Theater aus der Pampa: Spielerische Stadtflucht
Seit sieben Jahren bespielt im Landkreis Uelzen das „Jahrmarkttheater“ einen Heidehof und eine Scheune. Nun gastiert es mit „Stadt, Land, Wurst“ in Hamburg.
HAMBURG taz | Viel ist auf den ersten Blick nicht los im fiktiven Dörfchen Torfbostel. Ein paar Schweinebauern und eine Landschlachterei gibt es dort, irgendwo im Moor zwischen Gollernbach und Taterbusch in der Lüneburger Heide, jede Menge Trecker, aber kein Ortsschild. Immerhin: Wer Glück hat, bekommt ab und an Empfang mit dem Mobiltelefon.

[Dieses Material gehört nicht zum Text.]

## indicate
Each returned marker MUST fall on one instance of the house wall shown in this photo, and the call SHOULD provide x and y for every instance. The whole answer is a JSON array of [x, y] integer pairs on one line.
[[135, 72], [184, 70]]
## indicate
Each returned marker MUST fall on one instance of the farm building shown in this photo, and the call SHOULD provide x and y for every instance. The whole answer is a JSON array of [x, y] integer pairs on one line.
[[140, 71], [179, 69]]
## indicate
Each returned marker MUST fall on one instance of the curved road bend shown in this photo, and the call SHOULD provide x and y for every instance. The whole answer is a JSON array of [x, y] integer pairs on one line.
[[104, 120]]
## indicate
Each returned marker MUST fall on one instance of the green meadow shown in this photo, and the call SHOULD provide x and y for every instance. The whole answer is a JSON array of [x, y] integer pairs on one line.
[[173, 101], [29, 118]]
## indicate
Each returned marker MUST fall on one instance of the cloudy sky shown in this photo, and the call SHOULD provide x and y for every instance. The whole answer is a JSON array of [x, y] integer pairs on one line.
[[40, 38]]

Mitten in der „Schwundregion“ liegt das Dorf, den Nachwuchs zieht es in die Großstadt – so wie den Schlachterladenspross Bernie. Aber auch an Torfborstel geht die Zeit nicht spurlos vorbei: Ein geleckter Jungunternehmer will heimlich Genmais anbauen, eine BWL-Studentin aus Hamburg erbt einen Resthof und bald überschlagen sich die Ereignisse.

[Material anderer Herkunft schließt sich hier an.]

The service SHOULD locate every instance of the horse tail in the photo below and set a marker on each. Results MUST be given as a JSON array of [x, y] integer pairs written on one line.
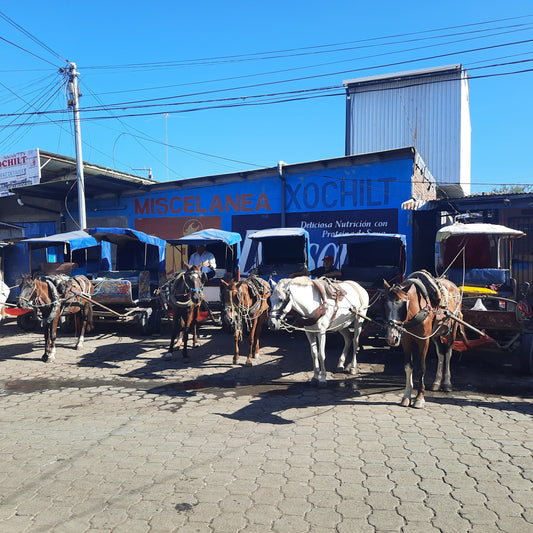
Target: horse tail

„Stadt, Land, Wurst“ heißt das turbulente Stück des „Jahrmarkttheaters“ aus dem kleinen Heidedorf Bostelwiebeck, das aber genauso gut Torfbostel heißen könnte. Vor sieben Jahren hat das Ehepaar Anja Imig und Thomas Matschoß die freie Bühne auf dem Land gegründet und macht seitdem „modernes Volkstheater“, wie Matschoß sagt.

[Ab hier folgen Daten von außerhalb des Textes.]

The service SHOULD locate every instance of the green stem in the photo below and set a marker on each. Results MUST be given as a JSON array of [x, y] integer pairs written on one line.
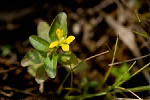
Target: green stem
[[110, 68], [121, 77]]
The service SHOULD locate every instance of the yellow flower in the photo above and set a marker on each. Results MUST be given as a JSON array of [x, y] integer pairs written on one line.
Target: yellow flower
[[63, 42]]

Modern insofern, als „es immer Brüche gibt, eine dritte Ebene und wir uns als Theatermacher mit einem Augenzwinkern selbst thematisieren“, so Matschoß. Im Sommer bespielt das Jahrmarkttheater den Hof von Maria Krewet in Wettenbostel, 100 Einwohner, 25 Kilometer westlich von Bostelwiebeck.
Theater bringen Imig und Matschoß dabei nicht auf die Bühne, sie stellen es auf die Beine: Der Ort wird zum Theater, man orientiert sich an den Begebenheiten, die Zuschauer nehmen den Klappstuhl unter den Arm und folgen den Schauspielern. Mit seinen eigenwilligen Eigenproduktionen ist das freie Theater überaus erfolgreich in einer Region, in der das größte kulturelle Ereignis „Heideblütenfest“ heißt:
Mehr als 30.000 Zuschauer haben „Dracula. Das Fremde und das Böse“ gesehen, „The History of Lagerfeuer von Woodstock nach Wettenbostel“ oder den „Heimat Abend“; die Vorstellungen sind seit Jahren Monate im Voraus ausgebucht. Intimere Stücke, dazu Gastspiele, gibt es seit knapp vier Jahren auch das ganze Jahr hindurch in einer ausgebauten Scheune in Bostelwiebeck zu sehen.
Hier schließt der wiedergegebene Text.